Between North and South chronicles the three-decade-long struggle over segregated schooling in Delaware, a key border state and important site of civil rights activism and white reaction. Historian Brett Gadsden begins by tracing the origins of a long litigation campaign by NAACP attorneys who translated popular complaints about the inequities in Jim Crow schooling into challenges to racial proscriptions in public education. Their legal victories subsequently provided the evidentiary basis for the Supreme Court's historic decision in Brown v. Board of Education, marking Delaware as a center of civil rights advancements. Gadsden's further examination of a novel metropolitan approach to address the problem of segregation in city and suburban schools, wherein proponents highlighted the web of state-sponsored discrimination that produced interrelated school and residential segregation, reveals the strategic creativity of civil rights activists. He shows us how, even in the face of concerted white opposition, these activists continued to advance civil rights reforms into the 1970s, secured one of the most progressive busing remedies in the nation, and created a potential model for desegregation efforts across the United States.
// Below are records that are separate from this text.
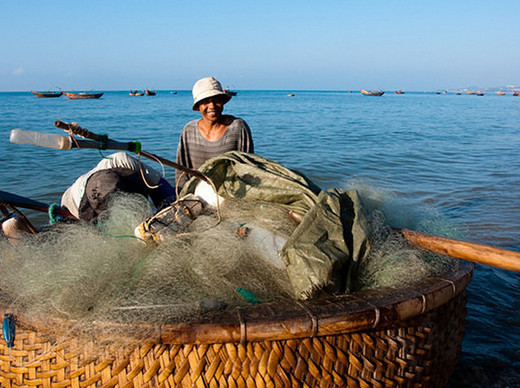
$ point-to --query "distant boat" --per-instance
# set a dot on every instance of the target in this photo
(372, 92)
(48, 94)
(82, 95)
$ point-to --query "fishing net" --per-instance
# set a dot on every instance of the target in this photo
(87, 274)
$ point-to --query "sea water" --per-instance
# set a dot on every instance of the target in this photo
(451, 156)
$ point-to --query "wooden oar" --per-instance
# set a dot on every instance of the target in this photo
(83, 132)
(27, 203)
(478, 253)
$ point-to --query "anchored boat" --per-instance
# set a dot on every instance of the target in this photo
(372, 92)
(82, 95)
(48, 94)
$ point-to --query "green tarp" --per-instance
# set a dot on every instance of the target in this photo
(323, 253)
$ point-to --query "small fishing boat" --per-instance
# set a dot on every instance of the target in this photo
(83, 95)
(386, 336)
(47, 94)
(372, 92)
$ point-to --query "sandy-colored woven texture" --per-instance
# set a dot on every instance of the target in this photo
(419, 352)
(377, 338)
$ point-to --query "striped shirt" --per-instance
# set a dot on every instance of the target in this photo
(193, 150)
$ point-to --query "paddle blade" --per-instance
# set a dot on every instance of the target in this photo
(47, 140)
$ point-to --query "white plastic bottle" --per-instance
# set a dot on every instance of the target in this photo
(48, 140)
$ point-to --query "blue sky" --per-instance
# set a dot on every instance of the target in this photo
(280, 45)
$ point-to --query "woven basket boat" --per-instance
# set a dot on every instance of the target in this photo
(377, 338)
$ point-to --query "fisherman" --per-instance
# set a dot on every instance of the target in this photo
(213, 134)
(89, 195)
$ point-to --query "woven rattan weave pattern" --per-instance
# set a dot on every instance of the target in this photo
(421, 350)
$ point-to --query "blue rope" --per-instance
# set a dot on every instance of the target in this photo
(52, 213)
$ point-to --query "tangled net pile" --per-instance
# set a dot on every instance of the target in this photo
(83, 273)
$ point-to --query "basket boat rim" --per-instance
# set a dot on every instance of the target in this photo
(349, 313)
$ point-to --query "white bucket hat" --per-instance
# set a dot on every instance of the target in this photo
(205, 88)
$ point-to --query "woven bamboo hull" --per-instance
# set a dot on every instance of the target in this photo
(403, 338)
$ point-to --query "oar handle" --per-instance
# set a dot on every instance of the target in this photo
(478, 253)
(78, 130)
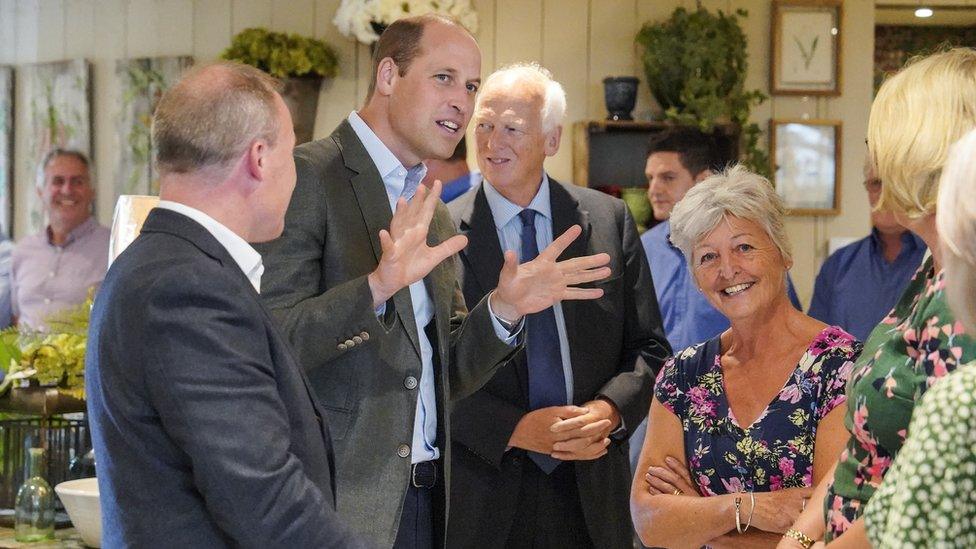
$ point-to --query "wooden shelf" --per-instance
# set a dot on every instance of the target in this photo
(612, 153)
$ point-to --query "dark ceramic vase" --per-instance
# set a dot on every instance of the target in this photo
(620, 95)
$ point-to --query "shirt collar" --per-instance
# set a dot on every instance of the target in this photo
(383, 158)
(246, 257)
(503, 210)
(86, 227)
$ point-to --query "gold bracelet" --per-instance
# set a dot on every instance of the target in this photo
(738, 517)
(803, 539)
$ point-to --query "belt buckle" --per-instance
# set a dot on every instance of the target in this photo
(419, 482)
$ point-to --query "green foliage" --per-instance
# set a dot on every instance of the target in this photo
(282, 55)
(696, 68)
(55, 358)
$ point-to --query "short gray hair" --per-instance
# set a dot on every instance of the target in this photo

Between North and South also explores how activists on both sides of the contest in this border state—adjacent to the Mason-Dixon line—helped create, perpetuate, and contest ideas of southern exceptionalism and northern innocence. Gadsden offers instead a new framework in which "southern-style" and "northern-style" modes of racial segregation and discrimination are revealed largely as regional myths that civil rights activists and opponents alternately evoked and strategically deployed to both advance and thwart reform.
Brett Gadsden is Associate Professor of African American studies at Emory University.